On a side note, it should be remembered that the EU officially does not operate with the term “cryptocurrency”. Instead, they use Virtual currency and virtual currency schemes (VCS). First time these terms have appeared in a report by the European Central Bank in 2012, and stayed in the official European lexicon since. The amended Directive now officially defines ‘virtual currency’ as a digital representation of value, and confirms that it can be used as a means of exchange.
Next, Article 47 establishes an obligation for Member States to ensure that the exchange platforms and wallet service providers are registered (but for now, at least, there is nothing about licensing) – and through the legislation of each EU state it will eventually become a duty for the entities in question.
Finally, the General Data Protection Regulation (GDPR) applies to any service provider having customers in Europe – this includes cryptocurrency exchange platforms and wallet services, as they also work with information which falls into the scope of the regulation. For this reason, adoption of the GDPR was accompanied with heated discussions in the cryptocurrencies community and caused quite a negative reaction. Not all the providers are willing or able to comply with it. And at this moment it might be even more important from the point of view of businesses – while the amended AML Directive is yet to be reflected in laws and regulations on national level, the GDPR has already established grounds for penalizing non-compliant entities, and the amounts can be very serious.
At this moment there is no information on what supervising authority will take the responsibility for cryptocurrencies. Of course, as part of the AML Directive’s requirements, a supervising authority has to be designated by each Member State for all types of entities covered. There are no limitations or conditions for the appointment of such supervising authority, so each state will decide according to its own views on cryptocurrencies and practices in the financial area. It is most logical that these functions will be assigned to already existing supervising institutions for the financial area and/or securities market. For example, in the Netherlands it will likely be the Dutch Central Bank (DNB).

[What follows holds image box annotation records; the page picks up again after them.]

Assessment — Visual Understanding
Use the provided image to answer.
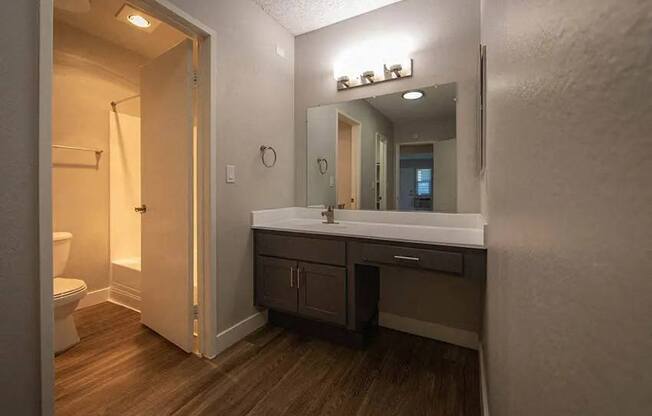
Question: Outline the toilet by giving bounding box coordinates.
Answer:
[52,232,86,354]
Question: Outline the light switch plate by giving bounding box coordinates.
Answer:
[226,165,235,183]
[276,45,285,58]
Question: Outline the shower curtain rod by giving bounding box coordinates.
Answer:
[111,94,140,110]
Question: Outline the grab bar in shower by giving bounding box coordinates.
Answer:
[52,144,104,156]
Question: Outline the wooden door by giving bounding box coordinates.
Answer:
[256,256,298,312]
[140,40,193,352]
[297,263,346,325]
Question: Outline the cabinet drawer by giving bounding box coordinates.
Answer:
[255,231,346,266]
[362,244,464,275]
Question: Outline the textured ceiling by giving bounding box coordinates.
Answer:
[54,0,185,58]
[254,0,401,36]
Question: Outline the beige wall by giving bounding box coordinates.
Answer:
[52,24,143,291]
[173,0,295,331]
[295,0,480,212]
[0,0,41,416]
[483,0,652,416]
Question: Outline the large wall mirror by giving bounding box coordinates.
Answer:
[307,83,458,212]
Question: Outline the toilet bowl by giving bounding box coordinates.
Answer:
[52,232,87,354]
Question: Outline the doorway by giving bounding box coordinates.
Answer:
[335,110,362,209]
[39,0,217,414]
[374,133,387,211]
[396,142,435,211]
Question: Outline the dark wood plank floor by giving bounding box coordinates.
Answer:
[55,303,480,416]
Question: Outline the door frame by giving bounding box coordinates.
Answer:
[394,140,436,212]
[335,109,362,209]
[38,0,217,416]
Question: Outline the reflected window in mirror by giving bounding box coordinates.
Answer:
[306,83,458,212]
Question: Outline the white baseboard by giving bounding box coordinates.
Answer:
[109,282,140,312]
[378,312,479,350]
[478,343,489,416]
[215,311,267,355]
[77,287,109,309]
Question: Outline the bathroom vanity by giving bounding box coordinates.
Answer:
[252,208,486,345]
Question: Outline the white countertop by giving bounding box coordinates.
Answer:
[251,207,486,248]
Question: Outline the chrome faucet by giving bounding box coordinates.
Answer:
[321,205,337,224]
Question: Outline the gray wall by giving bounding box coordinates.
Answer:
[173,0,295,331]
[482,0,652,416]
[307,100,393,209]
[295,0,480,212]
[0,0,41,416]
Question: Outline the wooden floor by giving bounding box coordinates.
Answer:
[55,303,480,416]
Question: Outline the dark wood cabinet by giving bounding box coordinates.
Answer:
[297,263,346,325]
[256,255,346,325]
[256,256,298,312]
[254,230,486,345]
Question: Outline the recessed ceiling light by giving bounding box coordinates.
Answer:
[127,14,152,28]
[403,90,424,100]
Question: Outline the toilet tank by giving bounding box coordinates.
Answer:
[52,232,72,277]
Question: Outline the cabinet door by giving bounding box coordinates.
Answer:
[256,256,297,312]
[297,263,346,325]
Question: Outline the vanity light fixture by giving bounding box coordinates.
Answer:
[403,90,424,100]
[360,71,376,84]
[387,64,403,78]
[127,14,152,28]
[333,59,412,91]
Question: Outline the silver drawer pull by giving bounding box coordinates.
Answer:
[394,256,419,263]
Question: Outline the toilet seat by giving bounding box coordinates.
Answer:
[53,277,86,304]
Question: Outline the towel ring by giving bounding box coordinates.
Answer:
[317,158,328,175]
[260,145,276,168]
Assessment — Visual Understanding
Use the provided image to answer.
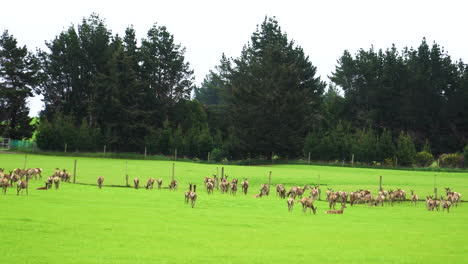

In Europe the Dutch are among the most open and vocal supporters. The Netherlands has long established itself as a forward-looking and innovative country, and cryptocurrencies are not an exception. There is the Dutch Blockchain Coalition – a partnership between the government, industry and knowledge institutions which work toward promoting a safe and responsible implementation of cryptocurrencies, opening possibilities for their use and assisting state and stakeholders with research and expertise on matters related to this technology. In May 2018 it presented the first national blockchain research agenda, and the movement is backed up by members of the royal family.